In 1956, the household immigrated to the U.S. “And we saw the Statue of Liberty,” he says.

They settled in Albany, New York. And as a younger man at 18, Kurt turned an American. “Tears came down my cheek, and I was so happy,” he says.

And he joined the Army.

“I wanted to give back, and I served. It was the only way I could thank this great country called the United States of America and the American people for having allowed me to come here,” Kurt says.

He served a 30-year army profession within the Army Special Forces as a Green Beret. “Freedom is such a powerful word,” Kurt says.

He is reminded each day what freedom actually means. “Freedom gives you hope,” he says.

A most cancers prognosis introduced him to Mayo Clinic, the place he is been handled for the previous 23 years by a number one knowledgeable in superior prostate cancer, Dr. Eugene Kwon.

“They gave me my life back. He spent as much time with me as possible, and I know with him, I was always in the best of hands,” Kurt says.

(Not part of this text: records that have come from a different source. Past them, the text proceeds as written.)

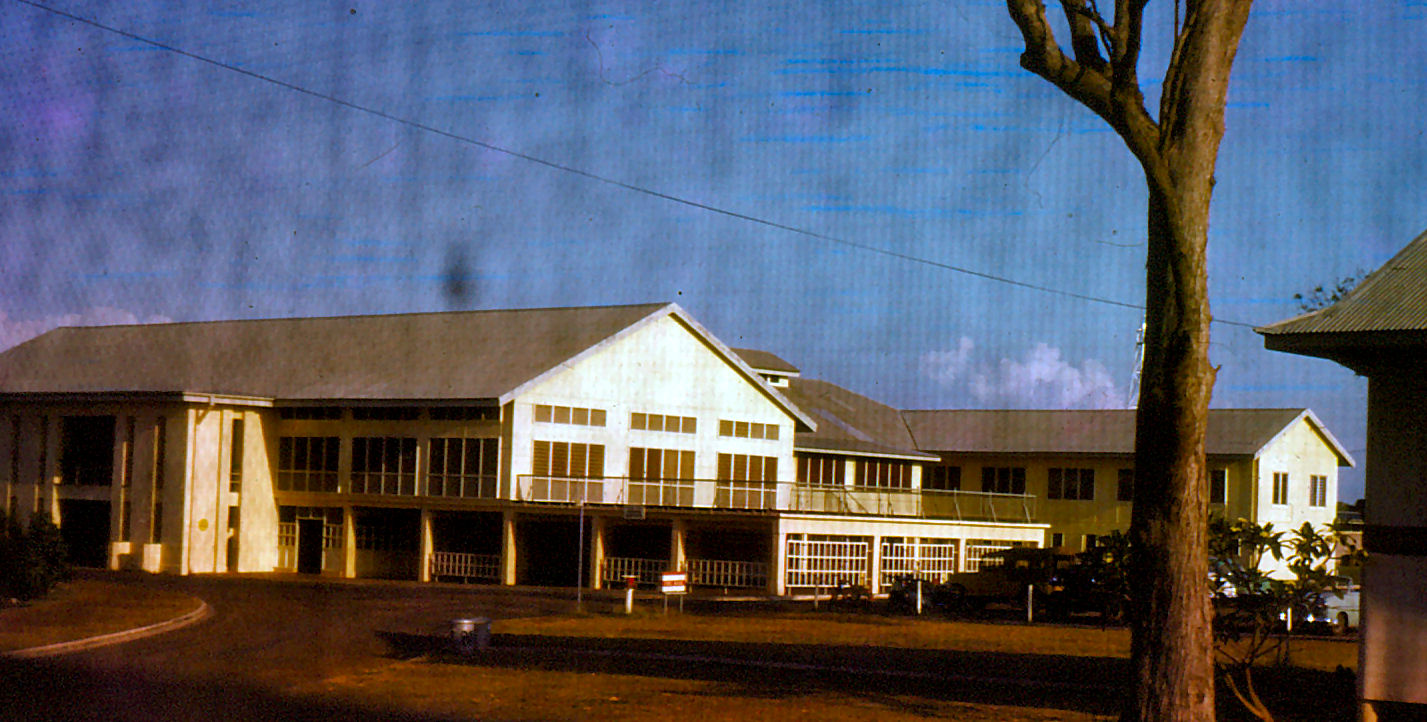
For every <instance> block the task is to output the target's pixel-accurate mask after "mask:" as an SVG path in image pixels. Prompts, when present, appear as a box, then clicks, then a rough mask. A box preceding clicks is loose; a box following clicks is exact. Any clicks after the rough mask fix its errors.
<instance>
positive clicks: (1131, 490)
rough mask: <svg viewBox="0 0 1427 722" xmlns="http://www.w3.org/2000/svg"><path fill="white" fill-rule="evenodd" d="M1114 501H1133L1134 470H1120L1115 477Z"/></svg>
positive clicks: (1114, 486) (1114, 482) (1125, 469)
mask: <svg viewBox="0 0 1427 722" xmlns="http://www.w3.org/2000/svg"><path fill="white" fill-rule="evenodd" d="M1114 501H1134V469H1120V471H1119V474H1117V475H1116V478H1114Z"/></svg>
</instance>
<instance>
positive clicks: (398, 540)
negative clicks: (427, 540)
mask: <svg viewBox="0 0 1427 722" xmlns="http://www.w3.org/2000/svg"><path fill="white" fill-rule="evenodd" d="M354 514H355V524H354V529H352V531H354V532H355V537H357V538H355V545H357V559H355V564H357V576H361V578H364V579H415V578H417V575H418V574H420V571H421V564H420V562H421V512H420V511H418V509H387V508H362V507H358V508H357V509H355V511H354Z"/></svg>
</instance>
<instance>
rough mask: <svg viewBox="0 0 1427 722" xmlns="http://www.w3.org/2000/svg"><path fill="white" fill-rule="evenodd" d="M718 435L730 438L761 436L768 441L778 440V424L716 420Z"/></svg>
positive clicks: (745, 421)
mask: <svg viewBox="0 0 1427 722" xmlns="http://www.w3.org/2000/svg"><path fill="white" fill-rule="evenodd" d="M718 435H721V437H731V438H762V439H769V441H778V424H759V422H756V421H729V420H721V421H719V422H718Z"/></svg>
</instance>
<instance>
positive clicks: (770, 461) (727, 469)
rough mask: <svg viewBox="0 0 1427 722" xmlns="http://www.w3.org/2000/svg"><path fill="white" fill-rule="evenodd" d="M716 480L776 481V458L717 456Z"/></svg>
mask: <svg viewBox="0 0 1427 722" xmlns="http://www.w3.org/2000/svg"><path fill="white" fill-rule="evenodd" d="M718 478H719V479H726V481H778V457H753V455H748V454H719V455H718Z"/></svg>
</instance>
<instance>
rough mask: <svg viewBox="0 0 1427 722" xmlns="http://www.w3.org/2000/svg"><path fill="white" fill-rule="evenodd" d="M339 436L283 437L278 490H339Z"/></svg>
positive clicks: (319, 490) (281, 441)
mask: <svg viewBox="0 0 1427 722" xmlns="http://www.w3.org/2000/svg"><path fill="white" fill-rule="evenodd" d="M340 444H341V439H340V438H337V437H280V438H278V439H277V488H278V491H337V451H338V448H340Z"/></svg>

It impressed Kurt to transfer to Rochester, Minnesota, and volunteer at Mayo Clinic.

“Monday through Friday, usually from 6:45 a.m. to 11 o’clock,” he says. “This was the perfect opportunity. I knew there were patients coming through here, military people coming through here that I can relate to — not only talk to these people, but uplift their spirits, and instill in them that there is hope, that they’re in the right place.”

“Positive attitude, sunshine in the heart, and I use the gray matter God put between my ears to spread the joy, the happiness and goodwill, so to speak. This is why I’m supposed to be here,” Kurt says. “America gave me freedom, hope. Mayo Clinic did the same thing.”